Skeletal muscle requires a complex orchestra of specialized populations of cells to perform its crucial functions. The origin, behavioral activities, lineage potency, and expression of markers associated with stem or progenitor cell states define these specialized cell types. Here, we have focused on the unappreciated role of PDGFRα+ FAPs in muscle biology, health, structure, and regeneration. Apart from the accepted structural part that the connective tissue provides for proper muscle development, the complex cues and matrix that stromal cells produce are essential to sustain myogenesis and support proper muscle morphogenesis. FAPs are implicated in muscle scarring, disease, and pathology. Although substantial progress has been made in understanding FAP behavior, they remain poorly characterized, and the relationships with other stromal cells are not well understood. PDGFRα+ FAPs and their descendant lineages, including activated-fibroblasts/myofibroblasts, adipocytes, chondrogenic and osteogenic cells, modulate muscle regeneration and repair. These plastic cells play broad roles as sentinels, stress sensors, immune regulators, cellular hubs, and paracrine factories, which are still under active research in multiple pathological settings.

As discussed above, lineage tracing technologies combined with single-cell sequencing strategies should bypass the significant limitations that historically prevented us from deconvolving the complexity of stromal cell populations. The diverse fibroblast nomenclature has periodically led to confusing claims in muscle biology and ensuing turmoil in the literature. Thus, resolving the regenerative vs. reparative dichotomy of muscle-resident mesenchymal progenitors, and distinguishing true lineage heterogeneity from the diverse functional states that these cells can dynamically and reversibly acquire remains a high-priority issue for the field. Despite these various uncertainties, in this review, we establish a baseline for the contribution of fibro-adipogenic progenitors to muscle development, homeostasis, regeneration, and repair.

Conclusions

In this review, we document new insights about the various properties of muscle-resident PDGFRα+ FAPs and discuss the current state of knowledge on their origins and lineage capabilities. Here we propose to define a cell as FAP if they present the following characteristics: 1. Express PDGFRα at the gene and protein level. 2. It is located in the tissue's interstitium and behaves as a perivascular cell but not residing in the blood vessel cavity. 3. It can form colonies in vitro. 4. Can differentiate into activated fibroblasts, adipocytes, chondrocytes, and osteocytes in vitro and in vivo.

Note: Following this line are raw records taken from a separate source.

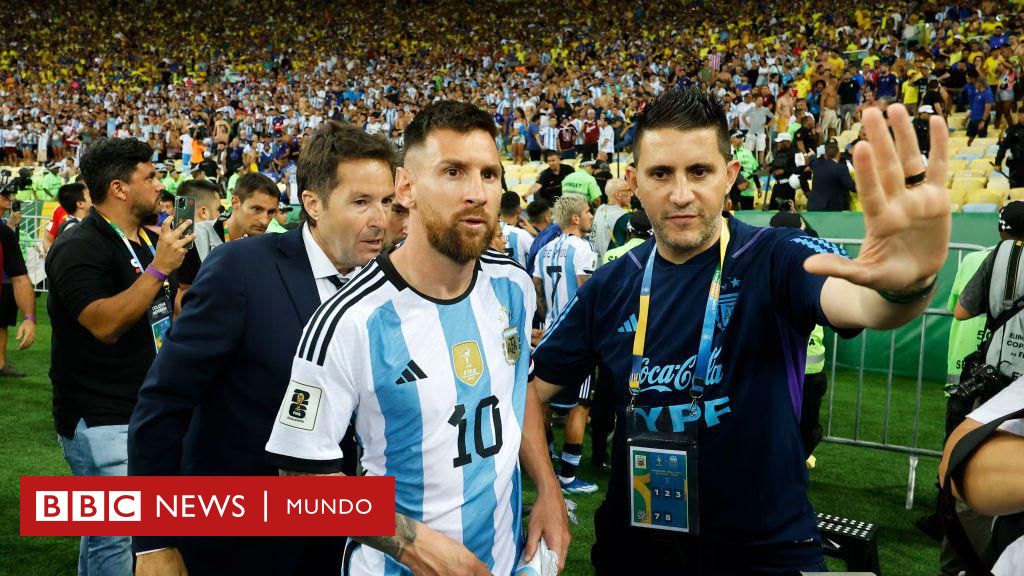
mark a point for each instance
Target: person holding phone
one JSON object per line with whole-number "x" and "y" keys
{"x": 111, "y": 289}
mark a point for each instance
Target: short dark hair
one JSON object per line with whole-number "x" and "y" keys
{"x": 537, "y": 209}
{"x": 331, "y": 145}
{"x": 686, "y": 109}
{"x": 253, "y": 182}
{"x": 70, "y": 195}
{"x": 202, "y": 191}
{"x": 112, "y": 159}
{"x": 510, "y": 203}
{"x": 448, "y": 115}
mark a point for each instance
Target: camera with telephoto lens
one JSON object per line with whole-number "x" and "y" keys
{"x": 982, "y": 381}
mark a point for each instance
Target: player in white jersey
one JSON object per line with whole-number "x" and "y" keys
{"x": 428, "y": 350}
{"x": 565, "y": 262}
{"x": 562, "y": 265}
{"x": 517, "y": 240}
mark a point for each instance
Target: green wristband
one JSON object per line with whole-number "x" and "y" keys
{"x": 911, "y": 297}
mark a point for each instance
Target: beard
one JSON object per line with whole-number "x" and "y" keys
{"x": 141, "y": 211}
{"x": 446, "y": 238}
{"x": 687, "y": 242}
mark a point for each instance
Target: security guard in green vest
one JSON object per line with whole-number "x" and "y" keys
{"x": 169, "y": 176}
{"x": 233, "y": 180}
{"x": 815, "y": 381}
{"x": 742, "y": 198}
{"x": 50, "y": 182}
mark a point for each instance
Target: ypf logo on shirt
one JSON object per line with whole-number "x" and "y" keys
{"x": 301, "y": 406}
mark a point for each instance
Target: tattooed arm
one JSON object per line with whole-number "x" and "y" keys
{"x": 420, "y": 547}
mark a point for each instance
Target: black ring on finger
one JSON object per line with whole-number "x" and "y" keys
{"x": 915, "y": 179}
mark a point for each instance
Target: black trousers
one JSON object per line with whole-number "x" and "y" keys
{"x": 810, "y": 413}
{"x": 623, "y": 549}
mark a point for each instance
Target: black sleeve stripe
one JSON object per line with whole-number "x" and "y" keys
{"x": 327, "y": 325}
{"x": 505, "y": 260}
{"x": 325, "y": 311}
{"x": 322, "y": 357}
{"x": 292, "y": 464}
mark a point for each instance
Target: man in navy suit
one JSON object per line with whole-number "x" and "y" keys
{"x": 208, "y": 404}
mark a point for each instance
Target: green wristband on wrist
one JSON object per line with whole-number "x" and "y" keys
{"x": 911, "y": 297}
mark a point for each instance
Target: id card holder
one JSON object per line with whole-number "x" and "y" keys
{"x": 159, "y": 317}
{"x": 663, "y": 468}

We illustrated their importance in maintaining proper muscle function and critical role during the onset and establishment of scarring in pathology and disease. Growing evidence shows that PDGFRα+ cells are heterogeneous and act as signaling hubs by providing regenerative cues and integrating these signals in the muscle niche. Thus, FAPs influence other populations of cells within skeletal muscle and vice versa. Ultimately, by understanding and manipulating the complexity and variability of the stromal compartment, specifically the FAP lineage, we aim to develop novel therapeutics to treat several scar-forming pathologies. It remains plausible to foresee a future where clinical leaps could be made based on these cells and where severe muscle injury could be treated without prolonged myodegeneration and muscle malfunctioning.